Tom Petty’s widow describes the unimaginable pain that the singer was enduring, just to keep going. He had a bad hip, but had no time to deal with it. To take time off would risk momentum and income. Instead, he just kept piling on meds to deal with tolerance of drugs no longer working, and probably others to treat newer symptoms. Petty’s situation is no different than my situation, or others that I have witnessed having to deal with.
What many people may not understand about fentanyl, in particular, the medication patch, placement is vital. Too close to the heart can be fatal. I found this out by mistake as the directions specifically state, “do not place in the same spot of application each patch.” But nowhere did it state where not to place the patch. Only by communicating with another survivor who found out the hard way, I learned not to do it again.
Being declared legally disabled due to all of my issues, and my former employer assisting me in this direction, my employer was no longer able to accommodate my restrictions as required by the American With Disabilities Act (ADA). In 2012, I was sent to the emergency room 5 times, twice for cardiac related episodes, two for pulmonary issues, and one undetermined. My body was only getting worse. And no matter how much medications were being thrown at me, there was no end. I was no longer able to do both, live the lifestyle I had and have quality of life.
I imagine that is where Tom Petty was in life.
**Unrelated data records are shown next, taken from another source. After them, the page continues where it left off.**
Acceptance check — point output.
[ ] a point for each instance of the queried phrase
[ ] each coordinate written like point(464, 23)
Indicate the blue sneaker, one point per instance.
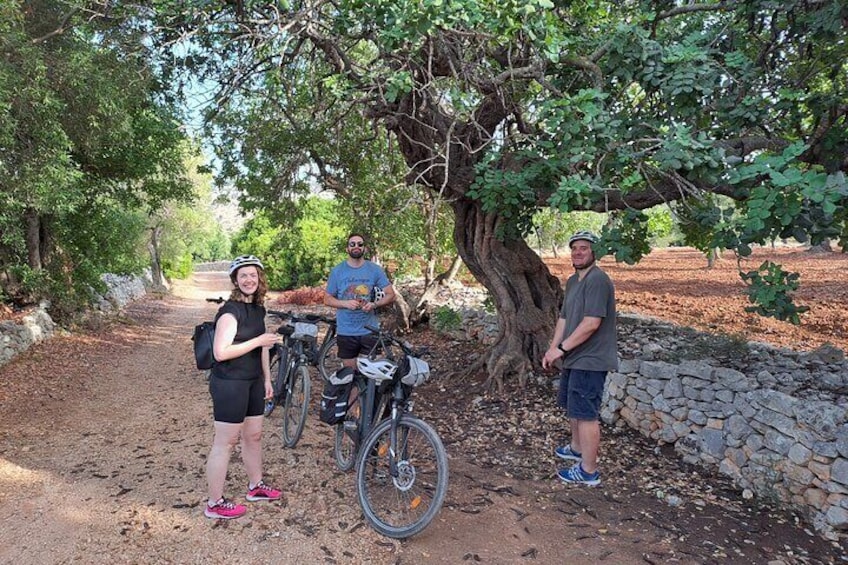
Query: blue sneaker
point(565, 452)
point(577, 476)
And it has now been confirmed to have cost him his life. Yes, the opioids were the main factor. But it was also his desire to do what he did best, make rock ‘n’ roll. I imagine that is also what Prince and Michael Jackson went through. And now, reports are coming out, just how badly doctors dropped the ball concerning former Eagle Glenn Frey that eventually led to his passing. Again, those of us with these unusual diagnosis to deal with, understand that all too well.
Please do not let Tom Petty be just another casualty of the opioid epidemic. The loss is heartbreaking enough.